После ужина забираюсь в палатку. В ней уже разобраны вещи, расстелены одеяла. Посреди палатки на чурбаках гудит печка. Я укладываюсь, закрываю глаза и чувствую, как меня начинает укачивать дорога. Бесконечно длинная, трудная дорога.
К вечеру 31 января мы прошли, судя по крокам, около восьмидесяти километров. Щегольская белая штормовка Коли Норкина на спине побурела от пота, а его извечно ироническое "чмо" потеряло свой презрительный оттенок. Вчера у костра он напевал, а это бывает с Колей только в минуты высочайшего блаженства. Даже его серые злые глаза, кажется, оттаяли, Он по-прежнему отпускает "шюточки". ("Шюточки", — говорит Коля, — должны бить не в бровь, а промеж глаз"), но его "шюточки" уже никого не обижают. А вернемся из похода, пройдет день-другой, и Коля опять станет циником, опять он вытянет на свет божий свою теорию о делении человечества на умных негодяев и непроходимых дураков. Себя он относит к промежуточной прослойке, — туристам. К этой же прослойке он вынужден был отнести не только меня, Глеба, Люську, но и Льва Толстого. Перед Толстым Коля немеет. Я не помню случая, чтобы он в разговоре о книгах Толстого употребил свое излюбленное "чмо". "А что, разве Лева не турист? — кипятится Коля. — Вспомните, как он ходил босиком, вспомните, как он накануне смерти ушел из дому. Пешком! Дряхлый старик! Так мог поступить только турист".
Однажды, кажется, в Саянах, Коля настолько оттаял, что рассказал мне о своем отце. "Знаешь, Нелька, он жалкий человек. Пил, как верблюд. Все подряд: водку, валерьянку, чефир, тройной одеколон. Пил так, что стыдился показываться трезвым на улице. Все в него пальцем тыкали, мальчишки дразнили его "Чихарем", потому что, когда он напьется, то беспрерывно чихает.
А мать его жалела. Плакала и жалела. Понимаешь? А я готов был убить его. И убил бы, если б не мать".
Может быть, поэтому Коля Норкин одним из первых на курсе вступил в дружину.
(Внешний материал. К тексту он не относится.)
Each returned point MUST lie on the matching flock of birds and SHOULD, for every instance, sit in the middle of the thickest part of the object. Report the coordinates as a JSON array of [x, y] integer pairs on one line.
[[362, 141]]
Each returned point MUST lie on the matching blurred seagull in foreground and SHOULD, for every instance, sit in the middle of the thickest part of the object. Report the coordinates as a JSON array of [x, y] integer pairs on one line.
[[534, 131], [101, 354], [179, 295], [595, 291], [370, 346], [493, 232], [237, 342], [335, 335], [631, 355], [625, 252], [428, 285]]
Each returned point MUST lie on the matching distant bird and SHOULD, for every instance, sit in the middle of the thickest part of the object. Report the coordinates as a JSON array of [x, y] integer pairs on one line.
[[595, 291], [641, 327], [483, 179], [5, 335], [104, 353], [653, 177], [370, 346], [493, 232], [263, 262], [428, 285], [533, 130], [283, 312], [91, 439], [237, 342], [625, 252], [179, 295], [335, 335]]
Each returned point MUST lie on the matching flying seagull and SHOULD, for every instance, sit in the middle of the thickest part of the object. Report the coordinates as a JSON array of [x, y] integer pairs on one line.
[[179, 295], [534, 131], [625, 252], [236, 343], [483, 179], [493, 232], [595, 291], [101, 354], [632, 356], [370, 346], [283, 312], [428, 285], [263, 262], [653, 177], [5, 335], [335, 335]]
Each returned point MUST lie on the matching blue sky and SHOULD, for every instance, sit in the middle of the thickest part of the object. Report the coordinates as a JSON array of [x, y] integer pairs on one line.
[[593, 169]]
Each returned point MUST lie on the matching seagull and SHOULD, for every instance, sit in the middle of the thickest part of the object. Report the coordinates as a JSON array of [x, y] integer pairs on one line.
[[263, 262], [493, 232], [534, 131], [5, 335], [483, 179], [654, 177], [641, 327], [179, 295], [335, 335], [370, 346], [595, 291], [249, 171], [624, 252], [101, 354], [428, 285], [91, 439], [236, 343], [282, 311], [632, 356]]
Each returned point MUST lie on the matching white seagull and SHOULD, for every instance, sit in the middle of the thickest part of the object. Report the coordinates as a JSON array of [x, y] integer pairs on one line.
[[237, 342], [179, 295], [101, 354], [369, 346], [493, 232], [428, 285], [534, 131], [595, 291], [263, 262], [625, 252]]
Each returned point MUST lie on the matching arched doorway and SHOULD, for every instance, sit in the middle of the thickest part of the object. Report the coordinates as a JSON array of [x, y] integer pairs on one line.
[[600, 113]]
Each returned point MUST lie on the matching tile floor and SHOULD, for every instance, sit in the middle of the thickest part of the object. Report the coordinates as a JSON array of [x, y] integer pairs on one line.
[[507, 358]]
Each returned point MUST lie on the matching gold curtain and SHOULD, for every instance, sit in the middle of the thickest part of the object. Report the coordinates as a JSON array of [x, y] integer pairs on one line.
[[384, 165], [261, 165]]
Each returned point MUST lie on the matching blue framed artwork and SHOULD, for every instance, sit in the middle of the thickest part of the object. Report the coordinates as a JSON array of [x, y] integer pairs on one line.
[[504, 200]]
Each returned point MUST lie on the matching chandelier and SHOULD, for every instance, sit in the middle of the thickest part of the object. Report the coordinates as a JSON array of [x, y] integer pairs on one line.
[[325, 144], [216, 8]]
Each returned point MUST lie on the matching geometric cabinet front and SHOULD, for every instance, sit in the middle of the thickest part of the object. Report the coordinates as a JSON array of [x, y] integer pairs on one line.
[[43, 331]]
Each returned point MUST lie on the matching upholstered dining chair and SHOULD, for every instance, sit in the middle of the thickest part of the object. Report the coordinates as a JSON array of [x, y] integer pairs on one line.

И, наверное, из-за отца, из-за ненависти к пьяным, Колю с таким треском выставили из дружины и чуть не выгнали из комсомола. Коля об этом не вспоминает, но я — то помню хорошо, как его разрисовали в "БОКСе". Гигантская горилла — волосатая, коричневая со значком дружинника на груди избивает крошечного бедного человечка. Коля учился самбо, конечно, он здорово отдубасил алкоголика, но разрисовали его так зря. Только больше обозлили. Именно после этой карикатуры мир и был разделен на умных негодяев и непроходимых дураков.